I've been trying to get a semantic-based parser to work for the PVS
language for some time now. As I watch work on CEDET-related project
charge forward, and as often Wisent is suggested for new developers
and grammars, I decided to give it a whirl.
I find the state of the documentation and source quite confusing at
times (most of the time). This has led me to a partial understanding
of how semantic and wisent fit together.
My state at the moment:
o I have a Wisent-based grammar for PVS written.
It has basic lambda actions written for most important rules.
It has what I consider a reasonable set of conflicts (i.e., walking
the state transition table by-hand through the rules with conflicts
seems to do the right thing).
o I have tested semantic-flex to determine that I am getting the
correct token stream from the semantic (f)lexer (*). This stream
looks fine; all keywords are returned as such, punctuation is good,
o I have started to debug rules in a bottom-up fashion.
I set a single %start rule, "testrule". testrule refers to a single
'leaf' rule that I wish to test. Some of these leaf rules work
fine, when testing with semantic-show-unmatched-syntax-mode, some
partially work, and some do not work at all.
I believe my current problem must come down to the scanning (**)
process (conversion of semantic-flex results to a wisent-based
o I have defined multi-character <punctuation> tokens as nearly all
of the example wisent grammars do. E.g.,
%token <punctuation> COLON_EQ ":="
I presume that the wisent-flex is supposed to properly convert
semantic-flex single-character punctuation sequences into
multi-character punctuation tokens for wisent?
How can I test this? Perhaps something equivalent to
(setq lex-result (semantic-flex (point-min) (point-max) 0 500))
o If I edebug trace the behavior of bovinate, wisent-parse-region (!)
is called rather than wisent-parse-stream. Compiling my grammar
results in a *-install-parser function that uses
semantic-install-function-overrides to install a stream-based
parser, like all of the included wisent grammars.
Why is the compiler generating a stream-based parser? When I run
bovinate it tries to use the region-based parser (which is,
according to the docs, mutually exclusive), and thus the parser
falls back to the default wisent parser.
o Running bovinate always results in nil.
Here is an example of a leaf rule that works fine:
formulaname : AXIOM | CHALLENGE | CLAIM | CONJECTURE | COROLLARY
| FACT | FORMULA | LAW | LEMMA | OBLIGATION
| POSTULATE | PROPOSITION | SUBLEMMA | THEOREM ;
Note that consists entirely of keywords (symbols).
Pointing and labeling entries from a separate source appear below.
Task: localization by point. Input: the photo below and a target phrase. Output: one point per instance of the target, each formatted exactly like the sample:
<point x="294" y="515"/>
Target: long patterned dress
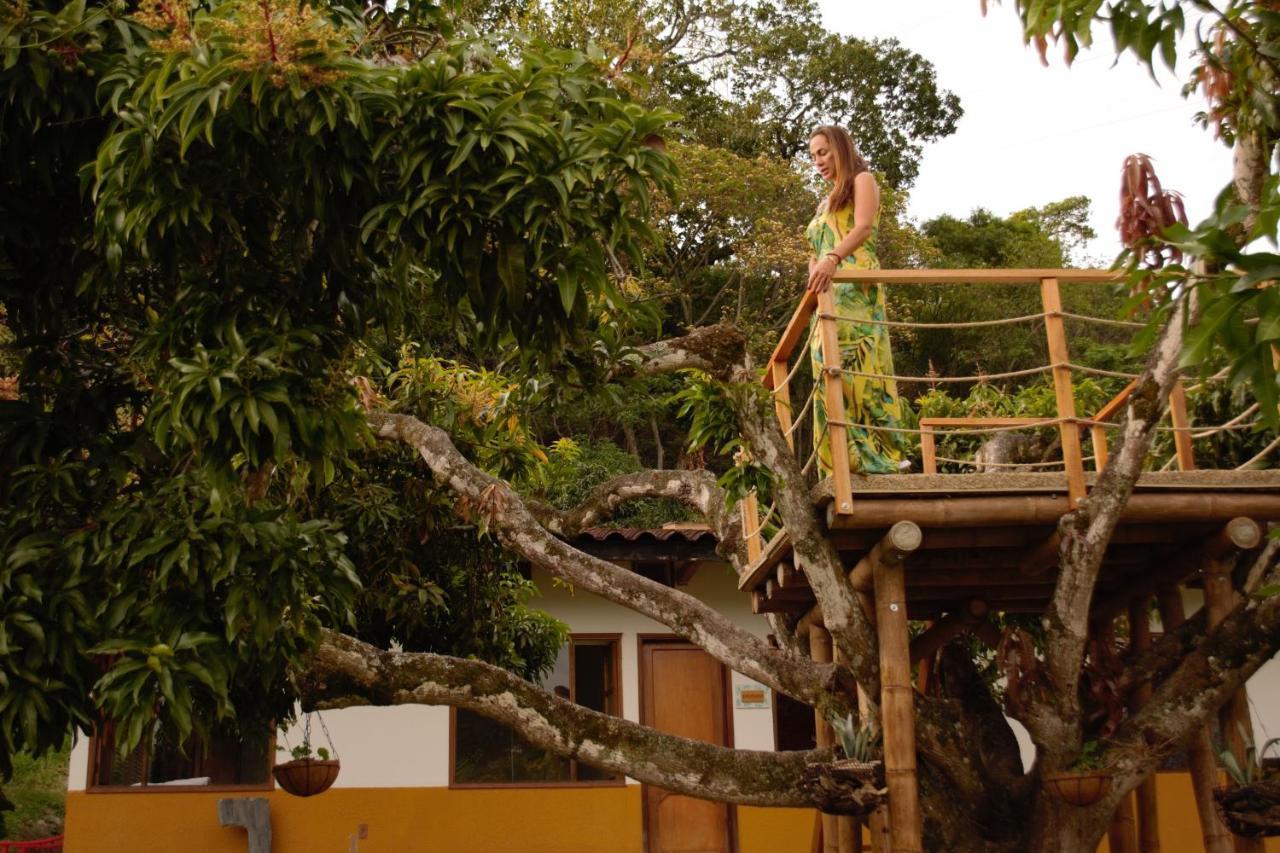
<point x="864" y="347"/>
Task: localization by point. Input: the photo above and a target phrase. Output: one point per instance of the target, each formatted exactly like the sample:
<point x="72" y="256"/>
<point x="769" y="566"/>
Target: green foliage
<point x="860" y="743"/>
<point x="39" y="794"/>
<point x="1251" y="770"/>
<point x="205" y="213"/>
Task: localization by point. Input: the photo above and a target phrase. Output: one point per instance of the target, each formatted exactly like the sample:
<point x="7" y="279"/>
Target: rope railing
<point x="817" y="316"/>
Here is a rule that partially works:
unaryop : NOT | TILDE | LBRACK_RBRACK | LT_GT | UMINUS ;
The "NOT" works, but the other options do not. TILDE is the
single-character punctuation '~', LBRACK_RBRACK is defined as the
double character punctuation "", but will (also?) be matched as a
semantic-list as I'm parsing with a scanner (!) depth of 0, LT_GT is
the double character punctuation "<>", and UMINUS is <punctuation>
"-*-" and is meant to be used as an illegal token sequence to provide
a placeholder for unary minus's precedence and nonassociativity.
Obviously, if I cannot get even the most simple rule to work, I have
no hope in debugging the full grammar.
The current grammar is available at
if someone has interest, expertise, and generosity.
Joseph R. Kiniry ID 78860581 ICQ 4344804
SOS Group, University of Nijmegen http://www.cs.kun.nl/~kiniry/
KindSoftware, LLC http://www.kindsoftware.com/
Board Chair: NICE http://www.eiffel-nice.org/
(*) One primary source of confusion is the hugely overloaded set of
terms used for these products. -lex- vs. -flex-, "semantic"
vs. "bovinate" etc.
(**) This term is used to avoid this whole lex vs. flex craziness.